The following excerpt is from chapter 4.3 of Deep Learning, by Goodfellow, Bengio, and Courville:
I don't understand the following:
What is meant by $\mathbf{u}, \mathbf{u}^T \mathbf{u} = 1$ in $\min_\limits{\mathbf{u}, \mathbf{u}^T \mathbf{u} = 1}$?
Why is $\min_\limits{\mathbf{u}, \mathbf{u}^T \mathbf{u} = 1} \mathbf{u}^T \nabla_{\mathbf{x}} f(\mathbf{x}) = \min_\limits{\mathbf{u}, \mathbf{u}^T \mathbf{u} = 1} ||\mathbf{u}||_2 || \nabla_{\mathbf{x}} f(\mathbf{x})||_2 \cos(\theta)$? I have no idea how the components of the latter expression came about.

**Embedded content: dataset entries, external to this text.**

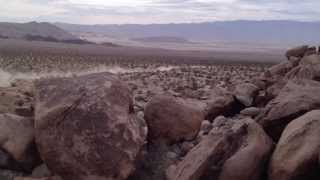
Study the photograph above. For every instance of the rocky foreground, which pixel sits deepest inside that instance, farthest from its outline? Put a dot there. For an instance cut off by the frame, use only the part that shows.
(91, 127)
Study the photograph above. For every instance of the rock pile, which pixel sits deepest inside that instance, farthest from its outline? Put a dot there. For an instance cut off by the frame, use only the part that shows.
(92, 128)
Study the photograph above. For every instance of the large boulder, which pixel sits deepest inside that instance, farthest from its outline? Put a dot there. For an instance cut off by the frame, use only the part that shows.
(298, 52)
(221, 102)
(309, 68)
(16, 135)
(246, 93)
(171, 120)
(14, 101)
(236, 151)
(296, 98)
(250, 160)
(296, 155)
(86, 128)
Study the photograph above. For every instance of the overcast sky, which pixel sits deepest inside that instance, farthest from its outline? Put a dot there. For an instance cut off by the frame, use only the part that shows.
(156, 11)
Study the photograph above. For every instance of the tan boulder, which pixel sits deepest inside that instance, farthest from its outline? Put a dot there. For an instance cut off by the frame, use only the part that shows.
(309, 68)
(296, 98)
(16, 135)
(86, 128)
(250, 161)
(296, 155)
(233, 151)
(13, 101)
(245, 93)
(221, 102)
(170, 119)
(297, 52)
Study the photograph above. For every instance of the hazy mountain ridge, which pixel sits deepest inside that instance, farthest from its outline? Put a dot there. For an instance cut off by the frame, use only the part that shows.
(34, 29)
(281, 32)
(162, 39)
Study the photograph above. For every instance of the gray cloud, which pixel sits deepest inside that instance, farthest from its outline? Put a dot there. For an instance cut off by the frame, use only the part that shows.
(159, 11)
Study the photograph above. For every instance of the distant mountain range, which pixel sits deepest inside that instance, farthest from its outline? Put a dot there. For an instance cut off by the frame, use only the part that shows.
(161, 39)
(34, 30)
(279, 32)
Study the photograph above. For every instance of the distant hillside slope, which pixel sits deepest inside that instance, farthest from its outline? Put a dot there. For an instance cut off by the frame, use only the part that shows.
(162, 39)
(34, 29)
(281, 32)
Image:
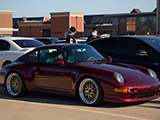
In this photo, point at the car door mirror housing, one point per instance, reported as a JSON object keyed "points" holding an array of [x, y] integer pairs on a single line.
{"points": [[142, 53], [59, 61], [109, 59]]}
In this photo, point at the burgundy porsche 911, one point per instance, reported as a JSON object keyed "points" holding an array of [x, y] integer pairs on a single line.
{"points": [[79, 70]]}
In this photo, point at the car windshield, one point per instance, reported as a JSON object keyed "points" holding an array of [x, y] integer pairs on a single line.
{"points": [[28, 43], [153, 41], [81, 53]]}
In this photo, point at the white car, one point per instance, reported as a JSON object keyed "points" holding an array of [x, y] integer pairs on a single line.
{"points": [[13, 47]]}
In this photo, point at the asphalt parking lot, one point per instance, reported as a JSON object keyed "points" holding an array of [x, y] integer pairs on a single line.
{"points": [[47, 106]]}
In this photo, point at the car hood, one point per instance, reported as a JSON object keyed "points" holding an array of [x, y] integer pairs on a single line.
{"points": [[129, 72]]}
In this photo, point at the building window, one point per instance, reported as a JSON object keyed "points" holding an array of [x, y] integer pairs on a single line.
{"points": [[46, 32], [131, 25], [122, 26], [141, 25]]}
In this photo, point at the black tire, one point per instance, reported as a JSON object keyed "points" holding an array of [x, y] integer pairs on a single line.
{"points": [[15, 85], [90, 91]]}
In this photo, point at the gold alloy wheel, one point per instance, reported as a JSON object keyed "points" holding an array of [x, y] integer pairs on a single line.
{"points": [[14, 84], [88, 91]]}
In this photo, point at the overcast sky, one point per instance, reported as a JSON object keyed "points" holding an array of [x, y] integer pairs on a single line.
{"points": [[39, 8]]}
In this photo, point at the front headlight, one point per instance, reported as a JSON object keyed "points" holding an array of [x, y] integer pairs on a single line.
{"points": [[152, 73], [119, 77]]}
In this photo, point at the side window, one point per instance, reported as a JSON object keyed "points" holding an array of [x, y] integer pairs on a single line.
{"points": [[49, 55], [129, 46], [109, 45], [4, 45], [31, 57]]}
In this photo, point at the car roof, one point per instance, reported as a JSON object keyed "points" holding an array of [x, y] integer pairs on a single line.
{"points": [[138, 36], [16, 38], [47, 38], [60, 45]]}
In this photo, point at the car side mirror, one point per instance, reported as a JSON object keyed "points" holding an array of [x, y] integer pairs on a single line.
{"points": [[59, 61], [142, 53], [109, 58]]}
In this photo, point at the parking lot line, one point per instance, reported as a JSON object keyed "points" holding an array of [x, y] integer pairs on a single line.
{"points": [[77, 109]]}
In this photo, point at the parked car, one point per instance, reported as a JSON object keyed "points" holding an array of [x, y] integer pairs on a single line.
{"points": [[78, 69], [48, 40], [78, 40], [13, 47], [138, 50]]}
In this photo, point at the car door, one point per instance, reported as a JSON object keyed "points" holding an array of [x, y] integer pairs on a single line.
{"points": [[107, 47], [137, 52], [4, 47], [51, 75]]}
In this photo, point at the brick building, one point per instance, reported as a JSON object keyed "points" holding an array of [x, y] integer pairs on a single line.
{"points": [[6, 23], [57, 26]]}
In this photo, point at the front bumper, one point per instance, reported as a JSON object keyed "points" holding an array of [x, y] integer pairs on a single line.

The authors states that the factors that do not depend on $\mathbf{u}$ are ignored. But they then state that the expression simplifies to $\min_{\mathbf{u}} \cos(\theta)$, but $\cos(\theta)$ depends on $\theta$ -- not $\mathbf{u}$?
I'm not sure that I understand what is meant by the explanation immediately following the above, but this could be due to my not understanding the preceding information.
I would greatly appreciate it if people could please take the time to clarify this.